With the use of 'Gee', until there were transmitters within France, the
Germans would jam the signal such that shortly after crossing the French
coast, the signal was obscured in what they described as 'grass' along the
bottom of the signal trace. Navigators would also take star shots outside of
Gee range.

Quite a few of the transmitter sites, chosen for their geography, are still in
use for similar purposes today.

The development of H2S the ground mapping radar and also utilizing any radar
return before it hit the ground gave them 'fishpond' which would display a
return for an aircraft that was below them. That could either be another
bomber in the stream or a night fighter coming in for an attack.

------
Animats
That's a fun read.

The LORAN systems were the ones that really put a grid (or rather sets of
intersecting hyperbolas) on the world, because they were so long range, usable
out to 1500 miles from the stations.

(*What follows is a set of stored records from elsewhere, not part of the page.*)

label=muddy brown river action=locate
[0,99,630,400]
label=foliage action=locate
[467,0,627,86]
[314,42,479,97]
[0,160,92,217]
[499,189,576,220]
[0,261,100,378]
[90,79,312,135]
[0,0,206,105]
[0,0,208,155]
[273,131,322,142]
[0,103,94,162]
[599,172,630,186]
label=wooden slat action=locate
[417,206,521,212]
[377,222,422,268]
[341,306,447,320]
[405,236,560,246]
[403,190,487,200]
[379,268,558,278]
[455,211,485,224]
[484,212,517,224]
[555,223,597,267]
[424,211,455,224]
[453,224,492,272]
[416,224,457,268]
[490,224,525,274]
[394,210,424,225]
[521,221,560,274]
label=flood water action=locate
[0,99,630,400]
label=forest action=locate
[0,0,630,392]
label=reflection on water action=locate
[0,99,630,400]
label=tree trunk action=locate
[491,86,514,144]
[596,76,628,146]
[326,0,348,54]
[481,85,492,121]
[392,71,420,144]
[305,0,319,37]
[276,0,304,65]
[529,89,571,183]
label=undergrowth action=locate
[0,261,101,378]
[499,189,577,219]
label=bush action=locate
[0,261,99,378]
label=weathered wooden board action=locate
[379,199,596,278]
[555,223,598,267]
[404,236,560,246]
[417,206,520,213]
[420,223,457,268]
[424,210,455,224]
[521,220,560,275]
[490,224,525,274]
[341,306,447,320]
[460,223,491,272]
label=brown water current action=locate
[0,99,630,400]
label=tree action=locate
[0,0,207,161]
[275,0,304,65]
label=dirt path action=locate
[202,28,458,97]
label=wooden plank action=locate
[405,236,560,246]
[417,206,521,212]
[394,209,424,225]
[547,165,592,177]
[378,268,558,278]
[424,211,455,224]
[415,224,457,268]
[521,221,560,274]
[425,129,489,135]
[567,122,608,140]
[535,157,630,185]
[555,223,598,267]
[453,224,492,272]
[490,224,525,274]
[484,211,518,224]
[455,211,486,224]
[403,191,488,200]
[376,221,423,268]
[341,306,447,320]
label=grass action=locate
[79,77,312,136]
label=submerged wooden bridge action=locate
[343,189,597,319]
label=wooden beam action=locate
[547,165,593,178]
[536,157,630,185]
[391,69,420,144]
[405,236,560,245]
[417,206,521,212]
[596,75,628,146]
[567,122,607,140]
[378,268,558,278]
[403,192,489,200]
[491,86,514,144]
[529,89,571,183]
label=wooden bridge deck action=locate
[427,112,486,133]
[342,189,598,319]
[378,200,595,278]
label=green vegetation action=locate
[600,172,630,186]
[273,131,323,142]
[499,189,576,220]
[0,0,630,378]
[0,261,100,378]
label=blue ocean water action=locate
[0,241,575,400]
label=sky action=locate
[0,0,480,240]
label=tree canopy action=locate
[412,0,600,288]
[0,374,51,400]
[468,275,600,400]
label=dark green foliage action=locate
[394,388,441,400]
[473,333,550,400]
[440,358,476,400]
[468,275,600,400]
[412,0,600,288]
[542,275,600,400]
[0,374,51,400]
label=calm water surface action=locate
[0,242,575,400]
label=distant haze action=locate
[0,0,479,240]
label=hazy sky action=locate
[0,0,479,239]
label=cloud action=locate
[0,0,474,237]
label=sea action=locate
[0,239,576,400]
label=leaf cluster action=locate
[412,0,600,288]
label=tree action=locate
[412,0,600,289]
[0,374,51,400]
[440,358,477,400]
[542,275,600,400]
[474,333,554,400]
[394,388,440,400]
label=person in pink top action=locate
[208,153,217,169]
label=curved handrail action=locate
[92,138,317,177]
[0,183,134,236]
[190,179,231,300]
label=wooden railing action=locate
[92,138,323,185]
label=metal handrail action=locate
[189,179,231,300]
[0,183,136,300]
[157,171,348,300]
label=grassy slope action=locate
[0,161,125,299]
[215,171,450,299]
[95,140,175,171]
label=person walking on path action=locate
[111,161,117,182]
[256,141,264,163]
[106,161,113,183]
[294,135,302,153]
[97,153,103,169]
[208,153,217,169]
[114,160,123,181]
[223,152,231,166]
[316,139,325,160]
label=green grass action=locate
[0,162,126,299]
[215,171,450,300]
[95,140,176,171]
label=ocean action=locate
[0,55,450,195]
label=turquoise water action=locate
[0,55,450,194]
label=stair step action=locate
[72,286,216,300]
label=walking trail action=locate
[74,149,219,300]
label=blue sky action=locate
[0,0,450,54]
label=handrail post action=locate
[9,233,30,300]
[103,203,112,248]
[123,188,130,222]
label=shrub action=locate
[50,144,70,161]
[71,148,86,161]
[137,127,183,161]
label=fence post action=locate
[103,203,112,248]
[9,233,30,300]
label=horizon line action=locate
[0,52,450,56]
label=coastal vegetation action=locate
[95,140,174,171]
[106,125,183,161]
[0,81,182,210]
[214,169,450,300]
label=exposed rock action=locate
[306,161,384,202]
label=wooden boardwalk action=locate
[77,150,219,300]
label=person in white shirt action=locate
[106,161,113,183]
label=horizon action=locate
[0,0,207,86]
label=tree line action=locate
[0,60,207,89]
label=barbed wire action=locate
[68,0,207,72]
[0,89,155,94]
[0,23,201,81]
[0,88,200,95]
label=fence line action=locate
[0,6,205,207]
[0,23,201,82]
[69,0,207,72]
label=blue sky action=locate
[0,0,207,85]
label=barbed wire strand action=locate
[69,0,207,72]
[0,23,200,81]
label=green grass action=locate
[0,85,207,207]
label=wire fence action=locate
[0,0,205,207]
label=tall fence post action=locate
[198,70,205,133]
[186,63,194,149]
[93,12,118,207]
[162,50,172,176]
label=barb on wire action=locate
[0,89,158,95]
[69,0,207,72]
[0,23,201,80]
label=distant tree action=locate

The article is mostly about the European
theater, but navigation was a much more difficult problem in the Pacific,
where the distances over water were great and the islands were small and
easily missed. LORAN was the first system that put an end to being totally
lost.

The US airways system predated radio navigation. The first US airways used
very bright rotating beacons every 30 miles or so, so flyers on the airway
could fly from beacon to beacon. Remnants of that system live on as the white
and green beacons rotating beacons seen at US airports today. The radio system
was an upgrade to the beacon system.

Beam type systems remain, mostly as VORs, VHF Omnirange stations. They're
usually at airports, and they cover several acres and require clear space
around them, much to the annoyance of people who would like to develop the
real estate. The most visible one in Silicon Valley is at Trimble Rd and US
101, next to SJC. The basic signal it sends can be visualized as a big flash
followed by a rotating beam. The time between the two gives the bearing from
the station. VORs also have Distance Measuring Equipment, so they can be
interrogated and will reply, with the return time giving distance. This is
still the primary way aircraft find airports. With VORs, the error decreases
as you get closer, so the accuracy is very good as you are lining up for the
runway.

The FAA wants to shut down about half the VORs in the US.[1] The ones at major
airports will remain, but some intermediate locations will lose their VOR.
This worries some people, because it leads to over-dependence on GPS.

[1]
[http://www.faa.gov/air_traffic/flight_info/aeronav/acf/media...](http://www.faa.gov/air_traffic/flight_info/aeronav/acf/media/Presentations/12-01_Discon-
of-VOR-update.pdf)